One report summarized BET as follows:
"BET's core principle revolves around using cognitive stress as a catalyst for a broad spectrum of physiological adaptions, extending beyond mere task efficiency to encompass increased mental resilience, enhanced decision-making capabilities under fatigue, and overall physical endurance."
"Brain endurance training is not merely about getting better at specific cognitive tasks. Instead, it's about expanding an athlete's cognitive and physical capabilities, enabling them to perform at higher levels, with less perceived effort, and make better decisions under fatigue. The misconception that improvement in task performance is equivalent to athletic enhancement misses the core objective of BET: to forge athletes who can outlast and outperform their competitors by cultivating a more resilient and capable neural engine." Understanding BET: It's Not About Task Mastery, It's About Capacity Expansion, Soma Technologies, March 21, 2024.
Wow.
What gravel cyclist/bikepacker does not want to increase mental resilience, decision-making capabilities under fatigue, and physical endurance?

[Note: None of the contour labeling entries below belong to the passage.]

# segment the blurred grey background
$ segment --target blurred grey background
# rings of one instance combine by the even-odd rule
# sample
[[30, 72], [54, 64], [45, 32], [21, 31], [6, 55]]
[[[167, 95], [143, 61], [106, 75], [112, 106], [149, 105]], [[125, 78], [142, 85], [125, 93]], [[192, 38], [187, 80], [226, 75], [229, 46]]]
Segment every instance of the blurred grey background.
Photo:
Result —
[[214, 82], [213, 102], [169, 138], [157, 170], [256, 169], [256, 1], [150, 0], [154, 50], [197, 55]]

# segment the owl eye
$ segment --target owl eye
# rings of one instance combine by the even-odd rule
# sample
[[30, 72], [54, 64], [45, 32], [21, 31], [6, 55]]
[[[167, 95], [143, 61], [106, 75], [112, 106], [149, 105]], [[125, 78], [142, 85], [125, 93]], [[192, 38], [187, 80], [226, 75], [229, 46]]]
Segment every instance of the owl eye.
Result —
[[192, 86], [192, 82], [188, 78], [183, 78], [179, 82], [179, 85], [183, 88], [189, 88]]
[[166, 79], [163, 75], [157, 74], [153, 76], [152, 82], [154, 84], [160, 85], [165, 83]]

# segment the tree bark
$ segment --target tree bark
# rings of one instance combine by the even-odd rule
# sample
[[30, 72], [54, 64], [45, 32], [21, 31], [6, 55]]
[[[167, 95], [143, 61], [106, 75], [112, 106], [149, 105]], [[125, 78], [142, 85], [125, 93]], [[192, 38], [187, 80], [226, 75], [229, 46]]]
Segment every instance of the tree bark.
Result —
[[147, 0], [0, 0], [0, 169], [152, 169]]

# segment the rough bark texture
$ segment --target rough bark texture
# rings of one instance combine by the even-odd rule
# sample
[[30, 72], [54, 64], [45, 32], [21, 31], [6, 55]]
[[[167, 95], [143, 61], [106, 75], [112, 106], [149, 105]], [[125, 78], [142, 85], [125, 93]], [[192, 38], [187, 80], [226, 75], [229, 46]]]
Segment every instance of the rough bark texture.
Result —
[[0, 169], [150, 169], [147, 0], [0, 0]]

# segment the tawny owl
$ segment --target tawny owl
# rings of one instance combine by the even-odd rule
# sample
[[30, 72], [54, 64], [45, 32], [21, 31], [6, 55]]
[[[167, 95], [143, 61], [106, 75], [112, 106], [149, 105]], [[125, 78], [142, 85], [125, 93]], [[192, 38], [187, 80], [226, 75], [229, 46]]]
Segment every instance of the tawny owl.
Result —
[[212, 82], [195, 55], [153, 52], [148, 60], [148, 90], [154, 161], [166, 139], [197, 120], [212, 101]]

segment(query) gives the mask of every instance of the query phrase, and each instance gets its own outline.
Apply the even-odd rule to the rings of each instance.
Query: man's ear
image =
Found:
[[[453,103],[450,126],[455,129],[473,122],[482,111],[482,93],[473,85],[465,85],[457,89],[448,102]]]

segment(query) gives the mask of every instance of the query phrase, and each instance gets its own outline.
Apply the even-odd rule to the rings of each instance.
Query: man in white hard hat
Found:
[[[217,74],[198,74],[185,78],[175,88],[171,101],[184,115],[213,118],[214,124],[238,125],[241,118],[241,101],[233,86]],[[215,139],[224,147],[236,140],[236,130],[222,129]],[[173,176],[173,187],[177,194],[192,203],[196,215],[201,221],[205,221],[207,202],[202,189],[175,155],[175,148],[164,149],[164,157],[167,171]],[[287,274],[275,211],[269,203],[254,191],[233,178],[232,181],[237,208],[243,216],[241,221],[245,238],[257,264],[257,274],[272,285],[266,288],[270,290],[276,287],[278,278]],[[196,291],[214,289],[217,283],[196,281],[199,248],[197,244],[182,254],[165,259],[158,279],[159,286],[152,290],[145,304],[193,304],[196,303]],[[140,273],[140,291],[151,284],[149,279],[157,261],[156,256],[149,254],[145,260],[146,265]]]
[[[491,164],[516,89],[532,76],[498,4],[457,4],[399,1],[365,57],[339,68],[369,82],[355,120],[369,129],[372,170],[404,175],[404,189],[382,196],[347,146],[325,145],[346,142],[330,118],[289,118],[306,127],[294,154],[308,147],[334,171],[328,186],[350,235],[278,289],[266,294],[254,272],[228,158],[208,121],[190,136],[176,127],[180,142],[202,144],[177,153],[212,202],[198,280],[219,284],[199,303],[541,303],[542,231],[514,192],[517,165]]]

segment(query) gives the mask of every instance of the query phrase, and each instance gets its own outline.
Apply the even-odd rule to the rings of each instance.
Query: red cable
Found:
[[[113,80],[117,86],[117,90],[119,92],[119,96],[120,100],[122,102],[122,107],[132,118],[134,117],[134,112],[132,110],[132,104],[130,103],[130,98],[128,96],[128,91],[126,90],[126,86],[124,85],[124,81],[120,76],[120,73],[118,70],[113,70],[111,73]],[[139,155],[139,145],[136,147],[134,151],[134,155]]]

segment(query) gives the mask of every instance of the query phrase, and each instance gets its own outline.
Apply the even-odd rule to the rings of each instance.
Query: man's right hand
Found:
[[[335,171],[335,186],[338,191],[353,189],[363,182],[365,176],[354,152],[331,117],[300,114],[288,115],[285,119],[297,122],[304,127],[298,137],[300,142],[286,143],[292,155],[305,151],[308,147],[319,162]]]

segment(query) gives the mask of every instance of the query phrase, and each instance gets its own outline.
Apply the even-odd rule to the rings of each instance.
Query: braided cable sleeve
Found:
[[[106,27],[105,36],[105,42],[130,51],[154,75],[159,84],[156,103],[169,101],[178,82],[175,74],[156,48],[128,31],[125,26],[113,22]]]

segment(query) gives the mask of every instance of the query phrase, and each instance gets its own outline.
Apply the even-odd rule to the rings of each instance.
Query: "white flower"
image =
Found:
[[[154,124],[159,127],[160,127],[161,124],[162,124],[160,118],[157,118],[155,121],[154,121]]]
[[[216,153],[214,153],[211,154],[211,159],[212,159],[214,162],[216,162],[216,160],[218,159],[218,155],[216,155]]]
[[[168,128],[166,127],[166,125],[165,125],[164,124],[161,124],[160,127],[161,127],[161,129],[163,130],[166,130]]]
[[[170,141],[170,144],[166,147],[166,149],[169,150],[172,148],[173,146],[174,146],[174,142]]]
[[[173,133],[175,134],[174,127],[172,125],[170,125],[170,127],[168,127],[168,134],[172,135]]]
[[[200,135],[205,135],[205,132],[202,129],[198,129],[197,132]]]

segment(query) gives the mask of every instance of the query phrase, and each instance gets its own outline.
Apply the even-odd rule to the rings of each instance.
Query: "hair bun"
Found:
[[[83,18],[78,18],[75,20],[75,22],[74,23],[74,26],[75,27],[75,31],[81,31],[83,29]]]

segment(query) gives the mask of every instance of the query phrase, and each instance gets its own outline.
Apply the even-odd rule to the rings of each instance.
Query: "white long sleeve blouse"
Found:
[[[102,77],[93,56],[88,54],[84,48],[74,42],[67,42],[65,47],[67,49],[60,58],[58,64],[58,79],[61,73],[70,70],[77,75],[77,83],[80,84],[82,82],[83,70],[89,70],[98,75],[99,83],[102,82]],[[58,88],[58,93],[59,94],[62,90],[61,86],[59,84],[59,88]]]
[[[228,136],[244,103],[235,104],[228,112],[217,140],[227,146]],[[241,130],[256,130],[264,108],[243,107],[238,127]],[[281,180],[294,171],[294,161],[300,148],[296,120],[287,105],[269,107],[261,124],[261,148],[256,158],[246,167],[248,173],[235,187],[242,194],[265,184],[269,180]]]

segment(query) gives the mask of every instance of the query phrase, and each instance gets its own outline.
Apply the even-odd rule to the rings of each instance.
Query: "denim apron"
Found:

I read one example of BET training as solving mathematical problems during an endurance bicycle ride at 80-85 percent effort. That sounds to me like most any gravel race of 100-200 miles or more, especially when navigating by cue sheets. Or most any day bikepacking remote roads and trails, when navigating by paper maps.
From riding the Great Divide Mountain Bike Route, navigating only with paper maps and an odometer, I know that both physical and mental resilience improved significantly over the course of seven challenging weeks. Here's what I wrote shortly afterward:
"Working through a difficult first two weeks, I eventually found my rhythm and rode stronger, longer, higher, and faster as the weeks passed, even as the roads and conditions deteriorated significantly in New Mexico. At the end I believed I could have continued to ride even stronger for many, many more weeks." The Great Divide - Believe, BlackHillsBackBone.blogspot.com, April 5, 2022.
This merits more research.
In the meantime, I'll keep riding with those paper maps.